The Kenai Peninsula Borough enthusiastically supports development of an Alaska North Slope natural gas project, in particular the current proposal that would locate the gas liquefaction plant and marine terminal in Nikiski. The long-term economic gain for residents of the borough, and the entire state, would be substantial.
Anything the state can do that is financially affordable and responsible to help move along the project is much appreciated.
However, as borough mayor, I am concerned that the Alaska Gasline Development Corp.’s well-intentioned but I believe unrealistic dates for making it through the federal environmental impact statement process and then starting construction of the LNG project, and for relocating a segment of the Kenai Spur Highway, could mislead property owners, contractors, jobseekers and others — or, at the very least, build up another round of false calendar hopes.
Alaskans have been looking forward to a North Slope gas line project for several decades, and Kenai Peninsula residents have been planning for the project’s impacts ever since the Alaska LNG project team selected Nikiski as the preferred site almost four years ago.
The 900-acre LNG plant and marine terminal would displace residents and businesses, and would displace setnetters from their beachfront leases. Heavy traffic during construction along the Seward, Sterling and Kenai Spur highways would affect a lot of residents, a lot of visitors and a lot of businesses that depend on those roads for their livelihood. The impacts on the Kenai Peninsula would be substantial.
Community impact aid in lieu of property taxes is essential, but unknown — not just for the Kenai Borough, but for every community along the project route.
The Federal Energy Regulatory Commission’s environmental impact statement for the project will cover these issues and more, just about everything imaginable from Prudhoe Bay then 804 pipeline miles south to Nikiski. There will be ample opportunities during that process for the Kenai Borough government and residents to comment and question, working with the project developer and regulatory agencies to write a success story that would last decades.
But I believe we’re a long way from a multimillion-dollar project to move a state highway out of the path of the LNG plant, and a long way from construction of the LNG project itself. Not “long” as in years and years, but probably several years considering all the work and money and LNG customers and project investors that would be needed to get to those points in the schedule.
Certainly, more than the 24 months the Alaska Gasline Development Corp. is telling Kenai Peninsula residents.
The corporation’s April 17 application to federal regulators calls for the Kenai Spur Highway relocation work to start in the first quarter of 2019. That’s less than 24 months away.
“The relocation,” AGDC said in its project description to FERC, “could only be accomplished by the State of Alaska.” Yet the project team and state Department of Transportation have not selected a preferred route, or even selected a limited number of preferred options. As such, land acquisition and design and permitting work has not started. Nor is there funding.
Telling residents the road construction could start in the first quarter of 2019 is causing a lot of uncertainty and anxiety among hundreds of property owners who are wondering if their homes are in the path.

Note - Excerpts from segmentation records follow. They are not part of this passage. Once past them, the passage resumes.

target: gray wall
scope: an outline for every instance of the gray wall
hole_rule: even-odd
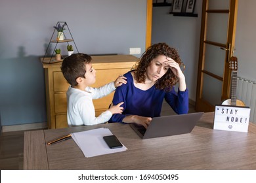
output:
[[[173,16],[169,7],[154,7],[152,43],[166,42],[178,49],[186,69],[190,99],[196,100],[202,0],[197,0],[198,18]],[[256,82],[256,1],[238,1],[234,56],[238,59],[238,75]]]
[[[195,101],[201,31],[202,0],[197,0],[194,13],[198,17],[173,16],[170,7],[154,7],[152,43],[165,42],[178,50],[186,65],[184,75],[189,98]]]
[[[39,58],[58,21],[67,22],[80,52],[128,54],[145,50],[146,14],[146,0],[1,0],[2,125],[47,122]]]

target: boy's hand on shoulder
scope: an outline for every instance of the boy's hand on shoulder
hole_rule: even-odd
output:
[[[121,114],[123,112],[123,107],[120,106],[124,102],[121,102],[117,105],[113,105],[113,103],[112,103],[108,110],[110,111],[112,114]]]
[[[126,81],[126,77],[125,77],[123,75],[120,75],[118,76],[118,78],[115,80],[114,85],[116,88],[117,88],[118,86],[120,86],[123,84],[127,84],[127,82]]]

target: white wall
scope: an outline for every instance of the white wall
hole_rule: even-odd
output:
[[[186,65],[184,75],[189,98],[195,101],[199,58],[202,0],[197,0],[198,17],[173,16],[169,7],[154,7],[152,43],[165,42],[177,48]]]
[[[238,75],[256,82],[256,1],[238,1],[234,56],[238,58]]]

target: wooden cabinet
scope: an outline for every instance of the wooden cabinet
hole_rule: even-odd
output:
[[[120,75],[130,71],[139,58],[131,55],[92,56],[93,67],[96,69],[96,82],[92,87],[99,87],[115,80]],[[45,90],[48,128],[68,127],[66,92],[70,86],[60,71],[62,62],[43,63],[45,75]],[[96,116],[108,109],[114,92],[94,100]]]

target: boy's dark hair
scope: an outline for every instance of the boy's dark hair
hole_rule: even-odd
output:
[[[160,55],[163,55],[174,59],[180,65],[182,64],[178,52],[173,48],[169,47],[165,42],[154,44],[148,48],[142,54],[140,61],[133,67],[132,71],[135,71],[135,78],[139,83],[144,83],[146,76],[144,75],[146,69],[150,65],[153,59]],[[158,80],[156,88],[160,90],[170,91],[173,86],[178,82],[178,78],[173,73],[171,69]]]
[[[90,56],[85,54],[75,54],[64,58],[61,65],[61,71],[65,79],[71,86],[77,84],[76,78],[85,78],[85,63],[92,61]]]

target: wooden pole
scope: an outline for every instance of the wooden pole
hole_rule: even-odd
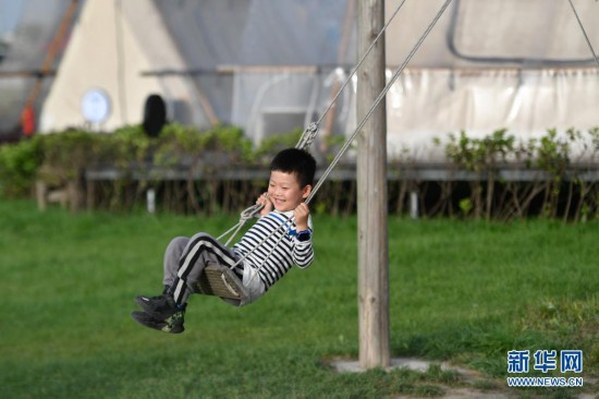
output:
[[[358,55],[384,26],[384,0],[359,0]],[[358,72],[357,120],[386,85],[384,36]],[[387,111],[384,100],[358,135],[358,317],[362,368],[389,366],[389,250],[387,231]]]

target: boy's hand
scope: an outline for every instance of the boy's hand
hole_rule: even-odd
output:
[[[310,209],[306,203],[297,205],[295,210],[293,210],[293,216],[295,216],[295,227],[297,231],[304,231],[308,229],[308,216],[310,215]]]
[[[268,193],[264,193],[256,200],[256,204],[262,204],[265,207],[260,210],[260,217],[268,215],[272,211],[274,208],[274,205],[272,205],[272,202],[268,197]]]

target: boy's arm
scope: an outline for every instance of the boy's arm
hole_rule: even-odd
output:
[[[295,229],[297,235],[294,237],[293,261],[301,268],[308,267],[314,261],[314,249],[311,246],[313,231],[309,229],[310,211],[306,204],[302,203],[293,211],[295,216]]]

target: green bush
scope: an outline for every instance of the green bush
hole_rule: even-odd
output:
[[[0,195],[22,197],[30,192],[41,165],[42,149],[38,137],[0,146]]]

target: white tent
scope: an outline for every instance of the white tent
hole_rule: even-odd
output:
[[[388,17],[400,0],[388,0]],[[393,71],[442,0],[406,1],[386,35]],[[599,49],[599,3],[574,0]],[[87,0],[44,105],[45,131],[84,124],[82,97],[111,99],[105,130],[139,123],[160,94],[169,117],[245,129],[304,128],[357,60],[355,4],[300,0]],[[353,89],[352,89],[353,88]],[[355,126],[349,86],[325,131]],[[599,125],[599,65],[566,0],[454,0],[387,98],[391,154],[441,156],[432,137],[506,128],[519,137]]]

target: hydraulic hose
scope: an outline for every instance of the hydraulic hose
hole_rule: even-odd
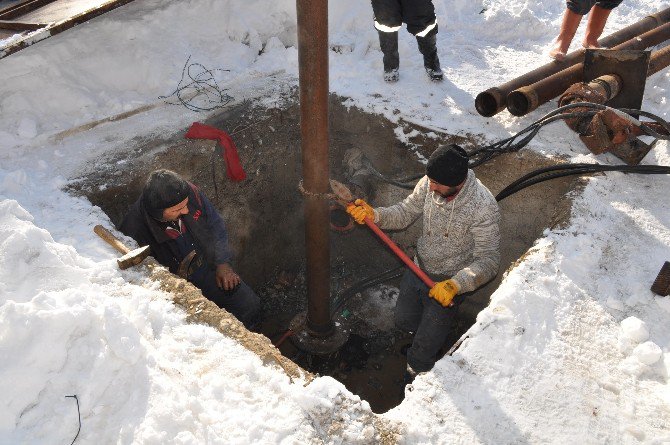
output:
[[[514,181],[496,195],[496,201],[540,182],[562,178],[571,175],[583,175],[605,171],[620,171],[623,173],[637,173],[646,175],[670,174],[670,167],[658,165],[601,165],[601,164],[567,164],[545,167],[534,170]],[[544,176],[542,176],[544,175]]]

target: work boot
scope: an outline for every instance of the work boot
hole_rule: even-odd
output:
[[[400,78],[400,54],[398,54],[398,32],[379,33],[379,47],[384,53],[384,80],[397,82]]]
[[[440,58],[437,56],[437,34],[431,34],[426,37],[416,37],[416,43],[419,44],[419,52],[423,54],[423,67],[430,80],[439,82],[444,77],[442,68],[440,68]]]
[[[591,9],[589,21],[586,23],[586,34],[582,42],[584,48],[600,48],[598,39],[605,29],[605,23],[607,23],[610,12],[612,12],[611,9],[601,8],[600,6],[594,6]]]
[[[562,62],[565,59],[568,48],[570,48],[570,43],[572,43],[572,38],[575,36],[577,28],[579,28],[579,22],[581,21],[581,15],[567,8],[565,9],[563,21],[561,22],[561,30],[558,33],[558,37],[556,37],[554,46],[549,51],[549,57],[558,62]]]

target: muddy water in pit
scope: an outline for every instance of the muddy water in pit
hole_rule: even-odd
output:
[[[132,147],[119,147],[96,166],[88,167],[71,183],[73,193],[83,194],[101,207],[118,225],[128,207],[139,196],[148,174],[157,168],[177,171],[199,185],[223,215],[235,253],[234,266],[263,301],[262,333],[277,342],[294,316],[306,309],[305,243],[301,178],[300,111],[292,99],[282,106],[259,109],[249,104],[232,107],[205,122],[230,133],[235,140],[245,181],[227,179],[220,148],[211,141],[186,140],[183,132],[167,138],[137,140]],[[387,177],[401,178],[423,171],[412,150],[428,156],[439,143],[456,142],[466,148],[475,138],[425,137],[421,128],[406,127],[412,146],[399,142],[396,124],[378,115],[330,101],[331,177],[348,183],[343,165],[348,150],[359,149]],[[495,158],[476,169],[478,178],[496,194],[503,187],[537,168],[556,164],[527,150]],[[371,180],[369,201],[376,206],[403,199],[408,190]],[[448,350],[474,322],[477,313],[498,287],[503,272],[517,261],[542,231],[569,215],[566,193],[573,178],[541,183],[501,202],[502,263],[497,278],[459,308],[457,328],[443,348]],[[346,226],[346,216],[334,214],[332,222]],[[399,246],[410,255],[420,233],[420,222],[407,230],[392,233]],[[331,231],[331,294],[338,305],[333,310],[338,322],[351,330],[342,350],[328,357],[312,356],[298,350],[290,339],[280,350],[304,368],[332,375],[349,390],[367,400],[372,410],[384,412],[402,399],[403,355],[411,337],[393,326],[393,305],[398,278],[373,287],[358,286],[362,280],[398,268],[401,263],[366,228]],[[349,290],[354,286],[354,291]],[[339,303],[339,304],[337,304]]]

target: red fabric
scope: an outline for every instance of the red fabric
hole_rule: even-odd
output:
[[[209,125],[193,122],[186,133],[188,139],[212,139],[218,140],[223,148],[221,155],[226,160],[226,173],[233,181],[242,181],[247,174],[242,168],[240,157],[237,155],[237,147],[228,133]]]

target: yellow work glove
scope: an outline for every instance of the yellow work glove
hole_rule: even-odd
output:
[[[374,221],[375,211],[367,202],[362,199],[357,199],[353,204],[347,206],[347,213],[354,218],[358,224],[365,224],[365,218],[370,218]]]
[[[458,291],[461,290],[461,287],[454,280],[445,280],[435,283],[435,286],[428,291],[433,299],[435,299],[442,306],[447,307],[451,305],[451,301],[454,299]]]

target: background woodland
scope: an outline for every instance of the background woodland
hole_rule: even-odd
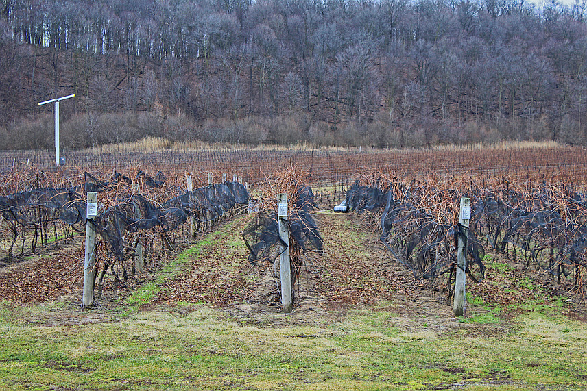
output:
[[[1,0],[0,148],[587,144],[587,3]]]

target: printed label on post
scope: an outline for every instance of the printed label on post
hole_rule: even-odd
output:
[[[471,219],[471,207],[464,206],[461,210],[461,219],[470,220]]]
[[[287,204],[278,203],[277,204],[277,216],[278,217],[284,217],[287,218]]]
[[[86,216],[88,217],[96,217],[98,215],[98,204],[95,202],[88,202],[86,209]]]

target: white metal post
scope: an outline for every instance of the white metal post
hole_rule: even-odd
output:
[[[47,103],[55,103],[55,164],[59,166],[59,101],[69,99],[75,96],[75,94],[67,95],[67,97],[61,97],[56,99],[49,99],[40,102],[38,105],[45,105]]]
[[[55,101],[55,164],[59,166],[59,101]]]

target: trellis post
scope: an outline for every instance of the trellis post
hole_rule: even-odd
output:
[[[279,270],[281,275],[281,305],[284,312],[291,312],[291,270],[289,265],[289,227],[287,224],[287,197],[277,195],[277,218],[279,225],[280,253]]]
[[[191,174],[187,175],[187,191],[189,193],[191,193],[193,191],[193,177],[191,176]],[[189,196],[189,194],[188,194]],[[193,216],[189,218],[189,234],[193,238]]]
[[[94,305],[94,283],[96,281],[96,226],[98,215],[98,193],[88,192],[86,209],[86,255],[84,260],[84,293],[82,307],[90,308]]]
[[[461,198],[459,215],[458,244],[457,248],[457,275],[455,280],[455,297],[453,312],[455,316],[464,316],[466,308],[465,282],[467,270],[467,240],[469,235],[469,220],[471,218],[471,199]]]
[[[132,192],[136,194],[141,194],[141,187],[138,182],[132,184]],[[139,203],[134,203],[134,218],[141,218],[141,209],[139,207]],[[143,239],[140,234],[137,234],[138,241],[136,247],[134,248],[134,271],[135,273],[142,273],[144,271],[144,262],[143,260]]]

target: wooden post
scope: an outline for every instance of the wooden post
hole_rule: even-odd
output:
[[[88,192],[86,216],[86,256],[84,260],[84,294],[82,307],[94,305],[94,283],[96,281],[96,227],[94,220],[98,215],[98,193]]]
[[[136,194],[141,194],[141,187],[138,182],[132,184],[132,192]],[[134,203],[134,218],[141,218],[141,210],[136,203]],[[134,247],[134,272],[142,273],[145,271],[145,264],[143,260],[143,239],[141,234],[136,234],[136,237],[138,242],[136,247]]]
[[[455,298],[453,312],[455,316],[464,316],[466,309],[465,281],[467,270],[467,240],[469,234],[469,220],[471,218],[471,199],[461,198],[461,210],[459,217],[458,247],[457,249],[457,276],[455,280]]]
[[[289,227],[287,225],[287,197],[277,195],[277,218],[279,222],[280,255],[279,270],[281,274],[281,305],[284,312],[291,312],[291,271],[289,266]]]
[[[193,177],[191,176],[191,174],[187,175],[187,191],[188,192],[191,192],[193,191]],[[189,194],[188,194],[189,195]],[[189,234],[193,238],[194,237],[194,231],[193,231],[193,216],[189,218]]]

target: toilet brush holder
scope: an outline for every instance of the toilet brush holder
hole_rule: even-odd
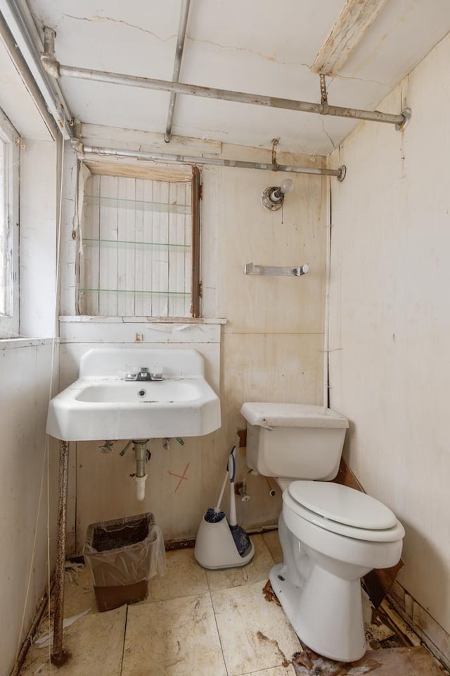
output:
[[[255,546],[250,542],[245,556],[240,556],[226,518],[215,522],[207,521],[205,518],[202,519],[195,539],[194,556],[202,568],[210,570],[240,568],[248,563],[254,554]]]

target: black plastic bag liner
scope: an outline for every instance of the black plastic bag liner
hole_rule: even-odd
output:
[[[134,584],[165,572],[164,539],[150,513],[91,524],[83,554],[95,587]]]

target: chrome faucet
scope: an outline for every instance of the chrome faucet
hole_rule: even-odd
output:
[[[139,366],[136,373],[127,373],[125,380],[162,380],[162,368],[158,368],[150,370],[148,366]]]

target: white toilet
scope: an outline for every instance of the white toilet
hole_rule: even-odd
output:
[[[271,570],[274,591],[307,646],[331,659],[358,660],[366,652],[360,579],[399,561],[403,526],[374,498],[326,482],[339,468],[343,415],[293,403],[247,403],[240,413],[249,467],[276,477],[283,489],[284,561]]]

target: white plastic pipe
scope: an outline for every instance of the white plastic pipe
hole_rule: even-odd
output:
[[[136,480],[136,499],[142,501],[146,496],[146,481],[147,475],[143,477],[134,477]]]

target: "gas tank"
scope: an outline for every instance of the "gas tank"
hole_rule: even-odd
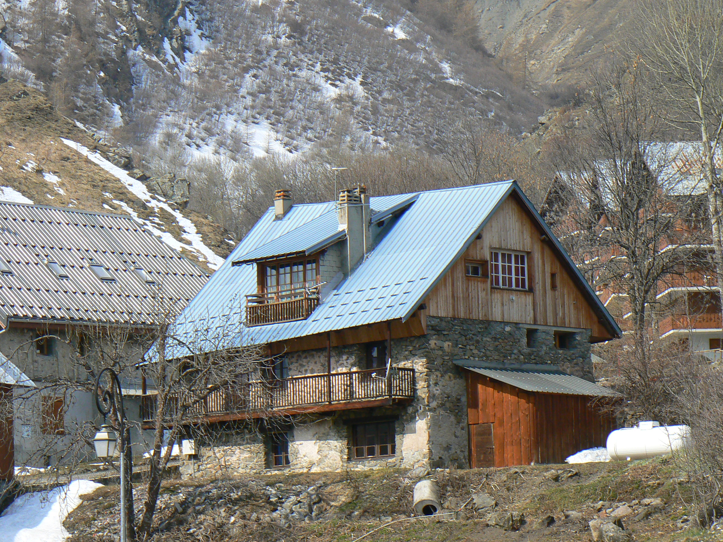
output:
[[[630,461],[665,455],[690,444],[688,426],[661,427],[657,421],[641,421],[637,427],[617,429],[607,436],[607,453],[613,461]]]

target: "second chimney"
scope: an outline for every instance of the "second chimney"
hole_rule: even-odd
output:
[[[346,230],[346,274],[364,259],[372,247],[371,209],[366,186],[341,190],[337,202],[339,228]]]
[[[294,205],[291,190],[277,190],[273,197],[274,211],[277,220],[283,218]]]

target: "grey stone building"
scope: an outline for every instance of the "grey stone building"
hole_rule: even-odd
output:
[[[291,204],[277,192],[179,319],[182,335],[202,315],[240,309],[239,345],[265,345],[273,359],[265,411],[197,443],[187,476],[468,468],[480,464],[482,426],[501,465],[517,460],[502,446],[515,429],[479,421],[479,371],[515,400],[608,395],[593,382],[591,344],[620,329],[513,181]]]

There is the same scheduling anxiety over the LNG plant itself. The project application to FERC said site preparation and work camp construction in Nikiski could start in the fourth quarter of 2019.
That assumes, according to the corporation, that FERC will issue a final impact statement and authorization for construction in just 18 months. That assumes, according to the corporation’s press release, that federal regulators will “soon” issue a schedule for the environmental review and start work on what would be the largest EIS in FERC history.
However, as recently as March 30, FERC staff cautioned the gasline corporation to maybe hold off on the project application “due to the number of questions lingering.” A lot of unanswered questions remain for pipeline routing, construction methods, wetlands fill, river and stream crossings, dredging disposal, community impacts — a long list of environmental issues.
FERC will not issue a schedule for the final impact statement until it has all the information it needs. The more complex a project, the more information needed to accurately predict a complex EIS schedule. Of more than half a dozen proposed LNG projects in the Lower 48 submitted to FERC since 2011, not one received its EIS schedule “soon” after application — the average was about one year.
And most of those projects were a lot easier — adding liquefaction trains to an existing LNG import terminal. And none included an 800-mile pipeline or large gas treatment plant in the Arctic.
I don’t say this to discourage Alaskans or to speak against the project, which would be a great investment for Alaska. I am worried, however, that Kenai Borough residents — and Nikiski residents, in particular — could make decisions today based on what they think might happen tomorrow, when in fact I doubt the highway relocation or work camp construction will start in 2019. There is just too much planning and review — and money — needed before that happens.
Let’s everyone slow down the expectations, continue to share information, cooperate toward a successful project for all Alaskans, and not publicize a calendar that is sure to disappoint.
Mike Navarre is mayor of the Kenai Peninsula Borough.